Problem

Although data parallel is used in MXNet, its performance is not good enough for the operators with low computation on the inference, especially for the small batchsize. This phenomena widely exists in many popular models, such as googlenet, wide&deep and inception V3. For example in the wide deep model, 26 embedding OPs are executed in sequence and each one only consumes very little computing resource. So, the model level performance is sub-optimal since the long execution path in the low-parallelism operators.

Goals/Usecases

The primary goal is to improve the inefficient OPs performance by paralleling them in OP level. Any OP comes to/from one OP can be paralleled if it can benefit from high level parallel.
Another goal is that this modification should be transparent to users and should not change existing scripts, models. Active one environment variable will make it works no matter on CPU, GPU etc.
All we need to do is adding a pass for current backend.

Proposed Approach

Figure 1. Example for parallel embedding

Take our wide deep model for example, after split, data flow is divided to 26 and each of them will be handled by single embedding OP. In ordinary process, these 26 embedding OPs will be executed one by one when running inference, and data parallel will be used in its kernel function. Now we replace the 26 OPS using one parallel OP which can handle inference in OP level parallel.

Figure 2. Flowchart for subgraph replace.

Flowchart as Fig.2 shows.

Read current Node
Find parallel structure like Fig. 1 based on current subgraph. We customize SgParallelOpSelector Class inherits SubgraphSelector to do it. If return No, go to step 3. If yes, that is to say find the parallel structure, go to step 4.
Get Next Node and go to step 1.
Filter is used to check whether the finding parallel structure meet some conditions. For example, the paralleled Node number >= threshold or the OP is thread safe or OPs to be paralleled will cause performance drop based on the parameters we got. These conditions parameters can be set by users. If filter fails, return to step 3; else go to step 5.
Replace current selected structure with one Parallel Node, and connect it input/output well based on SgParallelOpProperty Class inherits SubgraphProperty. Then go to step 6.
Check if current Node is the last Node. If so, end and exit. Else, go to step 3.

We implement paralle_op based on subgraph API. The main body of parallel op forward function is accelerate by OMP multithread as Figure3. This means origin OP forward function should be thread safe. As mentioned in step 4, OP whitelist is used to check if OP support thread safe. And whitelist can be add/remove in future by setting environment variables.

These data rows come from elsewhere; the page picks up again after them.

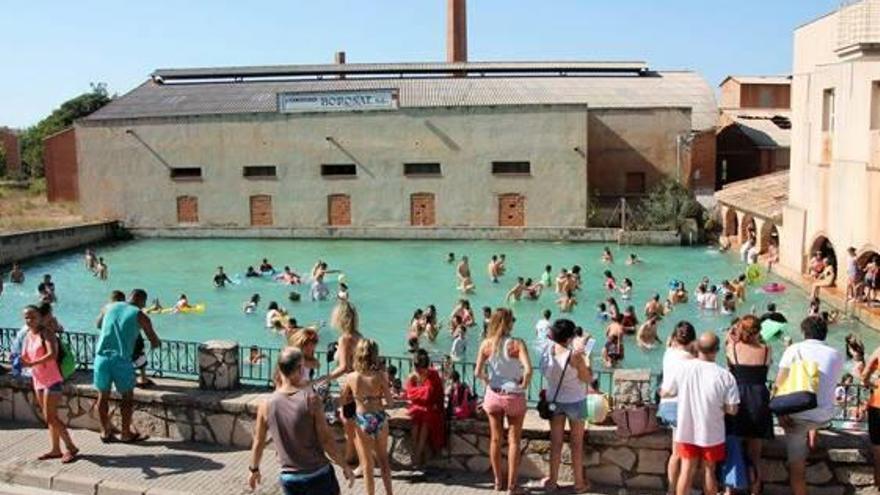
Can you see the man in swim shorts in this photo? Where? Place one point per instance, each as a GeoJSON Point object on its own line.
{"type": "Point", "coordinates": [120, 327]}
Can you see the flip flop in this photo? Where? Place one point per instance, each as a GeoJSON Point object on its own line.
{"type": "Point", "coordinates": [137, 438]}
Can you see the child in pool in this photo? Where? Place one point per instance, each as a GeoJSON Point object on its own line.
{"type": "Point", "coordinates": [629, 320]}
{"type": "Point", "coordinates": [251, 306]}
{"type": "Point", "coordinates": [567, 302]}
{"type": "Point", "coordinates": [368, 387]}
{"type": "Point", "coordinates": [646, 337]}
{"type": "Point", "coordinates": [610, 282]}
{"type": "Point", "coordinates": [626, 289]}
{"type": "Point", "coordinates": [607, 257]}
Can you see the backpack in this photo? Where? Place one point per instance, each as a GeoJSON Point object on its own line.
{"type": "Point", "coordinates": [462, 402]}
{"type": "Point", "coordinates": [63, 357]}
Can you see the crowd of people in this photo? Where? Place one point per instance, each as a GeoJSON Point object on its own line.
{"type": "Point", "coordinates": [720, 415]}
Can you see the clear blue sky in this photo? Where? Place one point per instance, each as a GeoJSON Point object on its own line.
{"type": "Point", "coordinates": [52, 50]}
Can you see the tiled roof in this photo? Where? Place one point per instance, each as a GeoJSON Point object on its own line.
{"type": "Point", "coordinates": [764, 196]}
{"type": "Point", "coordinates": [654, 89]}
{"type": "Point", "coordinates": [765, 128]}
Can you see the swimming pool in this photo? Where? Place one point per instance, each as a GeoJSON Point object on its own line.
{"type": "Point", "coordinates": [387, 280]}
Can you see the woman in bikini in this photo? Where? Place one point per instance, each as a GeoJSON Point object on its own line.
{"type": "Point", "coordinates": [368, 387]}
{"type": "Point", "coordinates": [345, 319]}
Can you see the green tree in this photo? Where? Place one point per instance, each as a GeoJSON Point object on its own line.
{"type": "Point", "coordinates": [667, 206]}
{"type": "Point", "coordinates": [60, 119]}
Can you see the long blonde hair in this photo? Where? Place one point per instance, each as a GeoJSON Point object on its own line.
{"type": "Point", "coordinates": [500, 325]}
{"type": "Point", "coordinates": [366, 356]}
{"type": "Point", "coordinates": [345, 318]}
{"type": "Point", "coordinates": [302, 338]}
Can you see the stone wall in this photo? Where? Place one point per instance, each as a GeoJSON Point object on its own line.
{"type": "Point", "coordinates": [179, 410]}
{"type": "Point", "coordinates": [650, 237]}
{"type": "Point", "coordinates": [23, 245]}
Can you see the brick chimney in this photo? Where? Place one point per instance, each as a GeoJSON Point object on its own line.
{"type": "Point", "coordinates": [339, 58]}
{"type": "Point", "coordinates": [456, 31]}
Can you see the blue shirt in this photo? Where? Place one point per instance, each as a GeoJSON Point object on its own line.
{"type": "Point", "coordinates": [119, 330]}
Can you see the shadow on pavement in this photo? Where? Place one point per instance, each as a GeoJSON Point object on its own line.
{"type": "Point", "coordinates": [155, 466]}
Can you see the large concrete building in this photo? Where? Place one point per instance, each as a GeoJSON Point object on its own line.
{"type": "Point", "coordinates": [834, 193]}
{"type": "Point", "coordinates": [371, 146]}
{"type": "Point", "coordinates": [389, 145]}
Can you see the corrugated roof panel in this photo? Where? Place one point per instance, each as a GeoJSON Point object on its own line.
{"type": "Point", "coordinates": [669, 89]}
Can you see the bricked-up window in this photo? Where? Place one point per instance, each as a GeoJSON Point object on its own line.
{"type": "Point", "coordinates": [339, 170]}
{"type": "Point", "coordinates": [410, 169]}
{"type": "Point", "coordinates": [260, 172]}
{"type": "Point", "coordinates": [828, 110]}
{"type": "Point", "coordinates": [511, 168]}
{"type": "Point", "coordinates": [261, 210]}
{"type": "Point", "coordinates": [635, 183]}
{"type": "Point", "coordinates": [186, 173]}
{"type": "Point", "coordinates": [187, 209]}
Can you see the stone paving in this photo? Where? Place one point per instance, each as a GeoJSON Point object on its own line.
{"type": "Point", "coordinates": [161, 466]}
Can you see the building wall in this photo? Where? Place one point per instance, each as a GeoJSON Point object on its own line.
{"type": "Point", "coordinates": [635, 141]}
{"type": "Point", "coordinates": [836, 196]}
{"type": "Point", "coordinates": [765, 96]}
{"type": "Point", "coordinates": [60, 166]}
{"type": "Point", "coordinates": [120, 178]}
{"type": "Point", "coordinates": [9, 143]}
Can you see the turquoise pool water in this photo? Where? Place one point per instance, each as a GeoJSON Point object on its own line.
{"type": "Point", "coordinates": [387, 280]}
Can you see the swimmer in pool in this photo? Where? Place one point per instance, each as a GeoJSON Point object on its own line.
{"type": "Point", "coordinates": [493, 270]}
{"type": "Point", "coordinates": [464, 312]}
{"type": "Point", "coordinates": [533, 290]}
{"type": "Point", "coordinates": [220, 278]}
{"type": "Point", "coordinates": [156, 307]}
{"type": "Point", "coordinates": [546, 277]}
{"type": "Point", "coordinates": [517, 291]}
{"type": "Point", "coordinates": [266, 267]}
{"type": "Point", "coordinates": [16, 276]}
{"type": "Point", "coordinates": [182, 304]}
{"type": "Point", "coordinates": [250, 307]}
{"type": "Point", "coordinates": [626, 289]}
{"type": "Point", "coordinates": [567, 302]}
{"type": "Point", "coordinates": [607, 257]}
{"type": "Point", "coordinates": [610, 282]}
{"type": "Point", "coordinates": [646, 337]}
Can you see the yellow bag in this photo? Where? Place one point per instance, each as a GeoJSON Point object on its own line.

Figure 3. Main body of parallel OP forward.

To get the best performance, we need to support nested OMP and fine tune the parameters. In current version, we just simplify it by disable nested OMP. Environment variable may be added to support fine tune the performance in future release.

This method is different from setting environment MXNET_CPU_WORKER_NTHREADS. Using our method, we just do parallelism for special OP, while MXNET_CPU_WORKER_NTHREADS is for all OPs.

Addition of New APIs

No new APIs were added or modified.

Backward compatibility

We add a pass for backend, which have no backward compatibility issue when deactivate. When inactive, we may consider the compatibility for different passes

Performance

In wide and deep model, we replace 26 embedding Ops with one parallel_op as Fig. 1. When we do inference on SKX-8180 1 socket with batch size 1 and OMP thread 28, performance as Table 1 shows. Parallel OP has a 3.7X speedup .

OP	Time cost(ms)
embedding	51240.051
SgParallel_op	13763.959

Table1 performance for Embedding and SgParallel_OP

MKLDNN OPs will be supported since version1.0 that will make Intel MKL-DNN primitives stateless and thread safe: the same primitive can be executed in multiple independent threads as long as different threads use different scratchpads. So we can accelerate more models such inception and googlenet.

Test Plan

Tests need to cover 2 parts. First one is the graph conversion test. We need to ensure that:

Step	Criterion
1	All OPs are partitioned into one or more subgraphs according to executing mode.
2	Desired patterns can be captured and desired paralleled OPs will be created.

Another one is the unit test for OPs in parallel OP whitelist. All these OPs should be thread-safe. The test should cover all supported OPs and make sure they can provide the accurate result.